Commander Adam Dalgliesh, P. D. James's formidable and fascinating detective, returns to find himself enmeshed in a terrifying story of passion and mystery -- and in love.
The Dupayne, a small private museum in London devoted to the interwar years 1919 -- 1939, is in turmoil. As its trustees argue over whether it should be closed, one of them is brutally and mysteriously murdered. Yet even as Commander Dalgliesh and his team proceed with their investigation, a second corpse is discovered. Someone in the Dupayne is prepared to kill and kill again. Still more sinister, the murders appear to echo the notorious crimes of the past featured in one of the museum's galleries: the Murder Room.
The case is fraught with danger and complications from the outset, but for Dalgliesh the complications are unexpectedly profound. His new relationship with Emma Lavenham -- introduced in the last Dalgliesh novel, Death in Holy Orders -- is at a critical stage. Now, as he moves closer and closer to a solution to the puzzle, he finds himself driven further and further from commitment to the woman he loves.
The Murder Room is a powerful work of mystery and psychological intricacy from a master of the modern novel.
Book Reviews
Publishers Weekly
....the whodunit aspect falls short of James's best work. Hopefully, this is an isolated lapse for an author who excels at characterization and basic human psychology.
Kirkus Reviews
Despite a plot less ineluctable than her best (Death in Holy Orders, 2001, etc.), James creates another teeming world in which murder is only the symptom of a more pervasive mortality.
Booklist - Bill Ott
James, at 83, has mastered the trick of repeating herself in ever-fascinating new ways.
The Globe and Mail - Martin Levin
[A] superbly realized setting. … The plot unfolds at its Jamesian leisure; the rich, almost posh quality of its slow unveiling allows for sharp sketches of character and place…. [James] ought never to be confused with such practitioners of the murder-in-the-vicarage genre as Agatha Christie. She is subtler, more sophisticated, much more adept at creating character, and her social conservatism gives her a much darker view of human nature.

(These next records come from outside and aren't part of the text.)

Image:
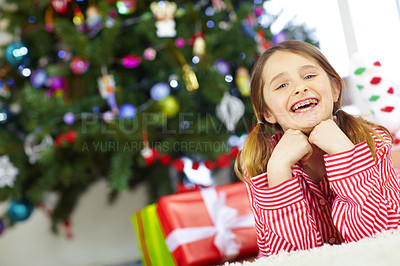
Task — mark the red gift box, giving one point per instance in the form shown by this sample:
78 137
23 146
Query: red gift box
209 226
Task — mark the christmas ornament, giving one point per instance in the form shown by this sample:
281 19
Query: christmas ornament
5 116
222 67
150 155
280 37
131 61
4 89
126 7
93 21
19 210
180 43
38 78
380 94
17 53
198 44
262 43
49 19
79 65
61 6
230 110
127 111
79 19
108 116
8 172
34 149
2 226
243 80
190 78
106 85
150 54
69 118
218 5
70 136
159 91
169 106
164 11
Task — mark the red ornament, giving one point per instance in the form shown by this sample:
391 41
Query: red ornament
195 165
151 157
165 159
223 161
209 164
59 139
375 80
61 6
194 37
178 165
70 136
234 152
387 109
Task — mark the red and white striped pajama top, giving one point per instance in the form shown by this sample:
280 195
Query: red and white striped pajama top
358 198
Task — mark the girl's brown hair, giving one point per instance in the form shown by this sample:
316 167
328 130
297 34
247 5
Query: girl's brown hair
257 148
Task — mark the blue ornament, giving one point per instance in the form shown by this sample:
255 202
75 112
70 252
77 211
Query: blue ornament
160 91
19 210
38 78
127 111
17 53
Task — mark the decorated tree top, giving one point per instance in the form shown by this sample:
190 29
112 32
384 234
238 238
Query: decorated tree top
123 90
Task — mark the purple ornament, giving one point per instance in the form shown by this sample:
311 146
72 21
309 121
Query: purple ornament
149 54
280 37
258 11
222 67
127 111
108 116
38 78
131 61
2 226
69 118
79 65
180 43
160 91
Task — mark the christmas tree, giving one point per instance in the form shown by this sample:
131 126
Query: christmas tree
123 90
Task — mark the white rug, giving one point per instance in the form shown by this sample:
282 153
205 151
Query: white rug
382 250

Waterstone's Books Quarterly (UK) The Murder Room is a brilliantly crafted novel, brimming with detail and rich in suspense; a further testament to James's skills in both.
The Independent (UK)
If crime fiction were classical music, P. D. James's books would be filed under Grand Opera. In a sense, James is the last of the great Golden Age crime writers. She has an instinctive grasp of narrative despite the leisurely prose, the shocks are beautifully handled. The plot purrs along like a well-designed and well-maintained engine. James writes with rare authority about the civil service, the police and the justice system. She also does an exceptionally good corpse -- she never cheapens the physical appearance of death, but describes it with both respect and clinical attention to detail.
Telegraph (UK)
[T]he premise is delicious.
The Guardian (UK)
James's eye for architecture and nature is rare in most genres of the novel now, and this skill for physical description -- along with her psychological acuity.
Winnipeg Free Press
James is a delight to read, a writer in love with the language as much as her characters and her detailed plots.… This is an exquisite book, perfect in its details.